REIMBURSEMENT of French social contributions levied on non-residents – and cancellation of the charges in the future – is now expected as France’s top administrative court backed a decision by the European Court of Justice (ECJ).

This comes as the European Commission has also started formal infringement procedures against France for levying the charges on non-residents.

The Conseil d’Etat has confirmed the application in France of an ECJ ruling earlier this year that someone who is subject to another country’s social security regime should not have to pay the 15.5% of French charges (CSG, CRDS, prélèvement social and contribution additionnelle) on income from property.

Those who are eligible for refunds and who have not yet lodged claims are advised to do so as soon as possible.
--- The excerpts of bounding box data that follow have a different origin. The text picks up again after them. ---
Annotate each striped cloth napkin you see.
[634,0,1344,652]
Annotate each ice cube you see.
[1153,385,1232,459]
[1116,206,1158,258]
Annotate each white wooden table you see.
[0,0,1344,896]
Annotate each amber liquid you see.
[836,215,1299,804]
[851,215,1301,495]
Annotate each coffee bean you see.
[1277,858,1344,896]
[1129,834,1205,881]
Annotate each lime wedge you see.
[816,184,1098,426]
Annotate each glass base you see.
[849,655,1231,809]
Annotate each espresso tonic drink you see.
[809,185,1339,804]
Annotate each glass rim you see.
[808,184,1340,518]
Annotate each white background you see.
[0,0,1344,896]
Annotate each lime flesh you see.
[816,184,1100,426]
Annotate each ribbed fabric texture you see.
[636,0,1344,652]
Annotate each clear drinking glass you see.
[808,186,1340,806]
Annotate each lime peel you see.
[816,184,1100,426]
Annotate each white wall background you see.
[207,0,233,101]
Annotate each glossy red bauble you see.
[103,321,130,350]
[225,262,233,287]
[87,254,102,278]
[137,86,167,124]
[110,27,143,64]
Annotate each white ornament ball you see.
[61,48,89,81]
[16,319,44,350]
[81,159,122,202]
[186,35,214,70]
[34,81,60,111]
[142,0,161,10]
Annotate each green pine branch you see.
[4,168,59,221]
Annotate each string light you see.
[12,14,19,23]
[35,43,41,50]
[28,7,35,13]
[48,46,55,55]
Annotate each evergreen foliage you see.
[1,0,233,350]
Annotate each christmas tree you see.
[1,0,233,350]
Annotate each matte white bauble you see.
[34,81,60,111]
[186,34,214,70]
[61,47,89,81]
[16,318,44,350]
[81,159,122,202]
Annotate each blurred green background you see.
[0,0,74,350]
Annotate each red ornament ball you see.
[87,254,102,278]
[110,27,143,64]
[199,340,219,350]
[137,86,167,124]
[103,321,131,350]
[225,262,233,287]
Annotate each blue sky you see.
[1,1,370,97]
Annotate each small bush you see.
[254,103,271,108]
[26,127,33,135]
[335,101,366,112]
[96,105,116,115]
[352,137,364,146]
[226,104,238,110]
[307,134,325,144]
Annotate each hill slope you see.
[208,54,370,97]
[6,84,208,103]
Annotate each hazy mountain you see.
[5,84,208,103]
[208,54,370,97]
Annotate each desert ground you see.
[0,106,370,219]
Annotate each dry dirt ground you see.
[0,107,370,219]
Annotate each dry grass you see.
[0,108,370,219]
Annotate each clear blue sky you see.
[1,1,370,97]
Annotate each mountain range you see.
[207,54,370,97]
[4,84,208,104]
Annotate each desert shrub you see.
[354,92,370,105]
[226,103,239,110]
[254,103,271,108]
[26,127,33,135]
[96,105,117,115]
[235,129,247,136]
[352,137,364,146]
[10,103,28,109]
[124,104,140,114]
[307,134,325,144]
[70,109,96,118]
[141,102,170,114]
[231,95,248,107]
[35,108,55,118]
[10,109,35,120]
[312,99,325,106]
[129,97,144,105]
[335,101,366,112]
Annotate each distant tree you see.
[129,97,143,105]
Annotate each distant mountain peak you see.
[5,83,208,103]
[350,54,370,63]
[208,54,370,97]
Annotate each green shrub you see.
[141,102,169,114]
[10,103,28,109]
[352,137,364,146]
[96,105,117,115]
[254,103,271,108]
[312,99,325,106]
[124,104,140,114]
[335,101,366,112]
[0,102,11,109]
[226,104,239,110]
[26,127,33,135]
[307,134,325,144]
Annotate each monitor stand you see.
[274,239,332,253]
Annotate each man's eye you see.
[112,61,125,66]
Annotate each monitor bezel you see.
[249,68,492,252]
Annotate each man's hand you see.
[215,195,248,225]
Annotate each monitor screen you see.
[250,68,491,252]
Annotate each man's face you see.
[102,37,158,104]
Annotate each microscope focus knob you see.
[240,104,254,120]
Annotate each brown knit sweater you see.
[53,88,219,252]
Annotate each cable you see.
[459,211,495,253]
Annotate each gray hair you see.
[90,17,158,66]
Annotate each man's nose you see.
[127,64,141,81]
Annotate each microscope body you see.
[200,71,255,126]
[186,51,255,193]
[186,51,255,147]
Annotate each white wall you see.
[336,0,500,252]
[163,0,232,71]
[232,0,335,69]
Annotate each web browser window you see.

Legally, claims can be made until the end of the second year when the levy was made, for example the end of this year for levies paid on property capital gains in 2013 or for levies paid in 2013 on income from rentals in 2012 (see Page 25 of the August edition of The Connexion for more on how to claim).

Strictly speaking, the Conseil’s ruling relates to one man, Gérard De Ruyter, who is a French resident but works abroad and is subject to another country’s social security system. However, experts believe it will almost certainly apply to non-residents, who have been paying the charges on their French property income since 2012.

The Conseil’s ruling acknowledges the ECJ’s assessment that the social contributions are ‘real social charges’, linked to financing the French social security system, not just taxes (as usually claimed by France), so it is not appropriate for them to be charged to people who fall under another country’s system.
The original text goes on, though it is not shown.